Por eso hemos mencionado la importancia del tiempo devocional diario, de comunicarnos con Dios a través de la oración, la lectura de la Biblia y el silencio. Es indispensable cultivar la sensación de que Dios está presente en cada etapa, decisiones y movimiento de nuestra vida. Nuestra vida está compuesta por etapas de crecimiento, de madurez espiritual, emocional, intelectual y física. En cada una de esas etapas Dios nunca ha estado, ni estará ausente. Si miramos hacia atrás, vemos a través de los años cómo Dios ha estado presente. Nuestras acciones están formadas o afectadas por nuestras decisiones. Aun en esos momentos cuando hemos ignorado las indicaciones del Espíritu Santo, de nuestra conciencia, de las amistades, de las experiencias nuestras y de los demás, aun en esos momentos de rebeldía, Dios ha estado ahí.

El Espíritu Santo tiene como función aguantar o frenar la obra de Satanás en el mundo. ¿Se imagina usted su vida sin esa influencia positiva?

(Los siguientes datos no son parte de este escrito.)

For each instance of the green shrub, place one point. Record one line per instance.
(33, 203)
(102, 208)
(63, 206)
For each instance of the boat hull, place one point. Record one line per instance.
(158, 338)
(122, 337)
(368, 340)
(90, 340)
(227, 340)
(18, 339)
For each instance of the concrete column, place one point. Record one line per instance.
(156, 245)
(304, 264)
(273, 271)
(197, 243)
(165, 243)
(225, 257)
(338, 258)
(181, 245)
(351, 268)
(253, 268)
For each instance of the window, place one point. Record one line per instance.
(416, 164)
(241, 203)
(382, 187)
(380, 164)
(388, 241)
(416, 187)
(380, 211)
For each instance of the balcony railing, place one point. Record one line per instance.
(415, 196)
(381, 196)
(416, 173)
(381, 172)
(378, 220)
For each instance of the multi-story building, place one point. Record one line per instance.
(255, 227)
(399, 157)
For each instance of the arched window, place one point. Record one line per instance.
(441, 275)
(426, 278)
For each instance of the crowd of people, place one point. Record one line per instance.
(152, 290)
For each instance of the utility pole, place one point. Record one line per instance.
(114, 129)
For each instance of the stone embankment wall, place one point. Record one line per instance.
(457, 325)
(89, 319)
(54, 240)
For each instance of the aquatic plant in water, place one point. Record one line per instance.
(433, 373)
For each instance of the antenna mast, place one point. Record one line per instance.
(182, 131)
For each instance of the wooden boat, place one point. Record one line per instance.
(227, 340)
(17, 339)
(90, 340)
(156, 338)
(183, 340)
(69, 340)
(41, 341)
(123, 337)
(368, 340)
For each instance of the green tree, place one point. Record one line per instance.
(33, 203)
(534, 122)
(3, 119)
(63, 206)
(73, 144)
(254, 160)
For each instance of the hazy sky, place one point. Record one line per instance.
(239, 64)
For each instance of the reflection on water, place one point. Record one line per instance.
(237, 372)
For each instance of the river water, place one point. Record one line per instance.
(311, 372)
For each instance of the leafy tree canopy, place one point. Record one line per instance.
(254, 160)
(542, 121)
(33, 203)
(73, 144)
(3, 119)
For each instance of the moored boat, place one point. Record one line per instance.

Dios ha estado cerca de usted, aunque no se haya dada cuenta.

En el evangelio de Marcos 4:14-20, encontramos la parábola del Sembrador, donde el Señor nos explica en los niveles de intimidad que una persona se encuentra. El primer terreno no ha nacido de nuevo, no es cristiano, los otros tres sí. Dos muestran al cristiano carnal: uno no tiene crecimiento, y el otro no tiene fruto; y el cuarto terreno, representa al cristiano espiritual, que da fruto y vive en lo sobrenatural.

Dice Jesús:

«14 El sembrador es el que siembra la palabra.

15 Y éstos son los de junto al camino: en quienes se siembra la palabra, pero después que la oyen, enseguida viene Satanás, y quita la palabra que se sembró en sus corazones.

16 Estos son asimismo los que fueron sembrados en pedregales: los que cuando han oído la palabra, al momento la reciben con gozo;

17 pero no tienen raíz en sí, sino que son de corta duración, porque cuando viene la tribulación o la persecución por causa de la palabra, luego tropiezan.

18 Estos son los que fueron sembrados entre espinos: los que oyen la palabra,

19 pero los afanes de este siglo, y el engaño de las riquezas, y las codicias de otras cosas, entran y ahogan la palabra, y se hace infructuosa.

20 Y éstos son los que fueron sembrados en buena tierra: los que oyen la palabra y la reciben, y dan fruto a treinta, a sesenta, y a ciento por uno.»